That depends on what one means by the word “capitalism.” Some market anarchists label their views as “anarcho-capitalism,” while others prefer to identify with “anti-capitalism” or “libertarian socialism.” Still others reject both the labels “capitalism” and “socialism” as too hopelessly distorted in the public consciousness to be used meaningfully in reference to what they advocate.
While there is some ideological diversity that goes along with those three different approaches to labeling market anarchism, they tend to agree on some broad essential prescriptions.
The reason for this disagreement within market anarchism about labels is a flaw in the way capitalism and socialism are conventionally defined by the general public. Non-anarchists who identify as socialists tend to define the economic status quo as “capitalism.” Non-anarchists who identify as free market advocates tend to agree with the socialists that the status quo is “capitalism.” Both typically agree that the status quo is a result of the alleged “free market economy.”
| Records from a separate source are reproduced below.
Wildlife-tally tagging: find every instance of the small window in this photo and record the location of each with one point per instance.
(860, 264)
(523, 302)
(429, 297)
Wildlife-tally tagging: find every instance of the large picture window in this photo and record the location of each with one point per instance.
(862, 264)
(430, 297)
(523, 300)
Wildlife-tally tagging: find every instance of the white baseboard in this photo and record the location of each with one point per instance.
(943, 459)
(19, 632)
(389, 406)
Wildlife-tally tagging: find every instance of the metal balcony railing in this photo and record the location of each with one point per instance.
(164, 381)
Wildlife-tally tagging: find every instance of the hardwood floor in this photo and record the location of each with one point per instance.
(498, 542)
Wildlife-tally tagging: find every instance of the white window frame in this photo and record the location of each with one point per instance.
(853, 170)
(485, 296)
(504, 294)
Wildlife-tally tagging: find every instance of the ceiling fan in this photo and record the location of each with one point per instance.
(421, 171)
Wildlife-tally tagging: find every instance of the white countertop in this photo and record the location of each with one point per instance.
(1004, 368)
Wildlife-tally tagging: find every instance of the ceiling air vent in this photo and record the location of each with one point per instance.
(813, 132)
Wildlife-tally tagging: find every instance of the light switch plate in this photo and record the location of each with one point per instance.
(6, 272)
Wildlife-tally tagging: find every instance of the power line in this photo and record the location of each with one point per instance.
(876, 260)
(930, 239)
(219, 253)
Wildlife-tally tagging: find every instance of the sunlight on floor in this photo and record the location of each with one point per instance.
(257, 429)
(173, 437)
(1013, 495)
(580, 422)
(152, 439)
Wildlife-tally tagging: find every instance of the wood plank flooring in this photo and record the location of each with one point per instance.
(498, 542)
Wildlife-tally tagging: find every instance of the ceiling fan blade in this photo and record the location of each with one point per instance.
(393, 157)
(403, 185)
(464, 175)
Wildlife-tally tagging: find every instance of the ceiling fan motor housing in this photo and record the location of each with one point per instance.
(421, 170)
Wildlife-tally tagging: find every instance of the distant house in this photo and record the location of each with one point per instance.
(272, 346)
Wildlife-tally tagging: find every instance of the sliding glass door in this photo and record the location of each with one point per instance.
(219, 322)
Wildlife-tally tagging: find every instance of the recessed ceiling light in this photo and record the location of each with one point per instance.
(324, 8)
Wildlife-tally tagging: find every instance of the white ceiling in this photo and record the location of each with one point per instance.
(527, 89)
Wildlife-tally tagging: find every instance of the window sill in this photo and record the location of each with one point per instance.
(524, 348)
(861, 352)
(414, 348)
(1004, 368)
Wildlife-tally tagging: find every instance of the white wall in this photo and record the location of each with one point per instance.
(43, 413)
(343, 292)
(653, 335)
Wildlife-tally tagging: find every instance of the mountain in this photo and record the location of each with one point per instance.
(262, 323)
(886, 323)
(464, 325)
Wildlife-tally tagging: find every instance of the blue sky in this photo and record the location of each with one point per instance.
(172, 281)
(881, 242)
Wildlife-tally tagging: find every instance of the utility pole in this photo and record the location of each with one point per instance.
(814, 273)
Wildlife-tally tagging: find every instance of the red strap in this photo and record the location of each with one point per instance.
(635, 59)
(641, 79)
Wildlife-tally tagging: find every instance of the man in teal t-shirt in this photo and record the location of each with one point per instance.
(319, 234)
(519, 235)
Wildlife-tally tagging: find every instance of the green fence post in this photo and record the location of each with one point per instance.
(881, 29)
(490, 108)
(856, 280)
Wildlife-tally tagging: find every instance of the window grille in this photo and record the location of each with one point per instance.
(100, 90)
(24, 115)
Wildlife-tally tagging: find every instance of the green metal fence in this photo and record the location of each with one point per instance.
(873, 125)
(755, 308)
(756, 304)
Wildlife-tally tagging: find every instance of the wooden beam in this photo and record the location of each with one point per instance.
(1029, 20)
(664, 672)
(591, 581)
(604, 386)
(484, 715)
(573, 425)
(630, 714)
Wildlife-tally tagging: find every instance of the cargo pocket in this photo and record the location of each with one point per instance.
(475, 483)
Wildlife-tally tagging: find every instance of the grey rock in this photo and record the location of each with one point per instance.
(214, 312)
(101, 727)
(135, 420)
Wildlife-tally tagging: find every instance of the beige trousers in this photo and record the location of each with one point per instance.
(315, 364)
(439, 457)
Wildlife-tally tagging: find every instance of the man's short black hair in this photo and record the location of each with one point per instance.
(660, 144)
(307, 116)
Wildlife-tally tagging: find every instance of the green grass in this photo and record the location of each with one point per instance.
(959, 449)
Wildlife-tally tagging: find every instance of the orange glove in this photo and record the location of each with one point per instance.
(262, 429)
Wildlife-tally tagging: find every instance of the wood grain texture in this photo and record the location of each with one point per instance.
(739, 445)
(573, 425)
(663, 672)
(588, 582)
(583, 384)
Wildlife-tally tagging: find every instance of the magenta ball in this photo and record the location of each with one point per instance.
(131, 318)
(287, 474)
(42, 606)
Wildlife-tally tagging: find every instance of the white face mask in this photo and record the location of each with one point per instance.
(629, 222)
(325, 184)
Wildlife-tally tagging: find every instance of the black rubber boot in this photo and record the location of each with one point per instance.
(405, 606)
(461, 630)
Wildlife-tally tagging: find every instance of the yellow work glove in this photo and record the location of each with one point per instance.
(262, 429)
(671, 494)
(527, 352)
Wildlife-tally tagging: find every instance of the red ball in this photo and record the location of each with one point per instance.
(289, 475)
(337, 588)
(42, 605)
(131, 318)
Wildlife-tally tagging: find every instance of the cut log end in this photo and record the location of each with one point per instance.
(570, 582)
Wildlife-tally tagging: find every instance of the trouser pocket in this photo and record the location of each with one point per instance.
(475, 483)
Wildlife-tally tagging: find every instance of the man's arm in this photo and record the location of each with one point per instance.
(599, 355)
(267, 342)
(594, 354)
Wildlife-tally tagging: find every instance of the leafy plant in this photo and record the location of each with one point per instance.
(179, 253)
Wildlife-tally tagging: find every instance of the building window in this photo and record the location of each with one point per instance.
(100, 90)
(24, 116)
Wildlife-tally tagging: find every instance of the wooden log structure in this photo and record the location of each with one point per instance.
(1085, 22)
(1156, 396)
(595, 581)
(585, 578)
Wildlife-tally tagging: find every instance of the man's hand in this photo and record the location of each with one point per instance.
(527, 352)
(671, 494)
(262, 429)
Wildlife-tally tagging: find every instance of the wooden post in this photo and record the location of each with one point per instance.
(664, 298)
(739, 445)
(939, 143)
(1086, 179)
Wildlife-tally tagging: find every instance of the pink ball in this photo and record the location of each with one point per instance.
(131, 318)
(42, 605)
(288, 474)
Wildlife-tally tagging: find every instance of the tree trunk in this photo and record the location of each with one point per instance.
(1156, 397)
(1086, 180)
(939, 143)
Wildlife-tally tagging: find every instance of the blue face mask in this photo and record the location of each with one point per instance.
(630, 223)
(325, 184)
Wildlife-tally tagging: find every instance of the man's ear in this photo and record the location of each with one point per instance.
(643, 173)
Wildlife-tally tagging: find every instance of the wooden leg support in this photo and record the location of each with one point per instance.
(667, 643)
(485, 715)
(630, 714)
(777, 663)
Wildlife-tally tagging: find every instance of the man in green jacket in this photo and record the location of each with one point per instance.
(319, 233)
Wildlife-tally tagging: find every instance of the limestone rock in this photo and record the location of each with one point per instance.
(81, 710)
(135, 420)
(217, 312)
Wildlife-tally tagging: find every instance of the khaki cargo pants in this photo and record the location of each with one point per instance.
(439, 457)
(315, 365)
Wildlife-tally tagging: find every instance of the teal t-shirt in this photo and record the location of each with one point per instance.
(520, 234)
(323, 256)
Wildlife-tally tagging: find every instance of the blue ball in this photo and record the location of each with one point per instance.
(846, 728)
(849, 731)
Market anarchists, however, typically disagree that the economic status quo is a result of a free market economy and instead tend to attribute systematic economic injustice to market intervention by the state — that is, to divergence from the free market ideal of absolutely zero state intervention in the economy.
Market anarchists have adopted different labels and bodies of rhetoric to explain their views to a general public that can have passionate views associated with the words “capitalism” and “socialism.” No matter whether one calls oneself a “socialist” or a “capitalist,” there will be a segment of the public that assumes the market anarchist supports an unjust status quo they oppose — or perversely wants to make it worse.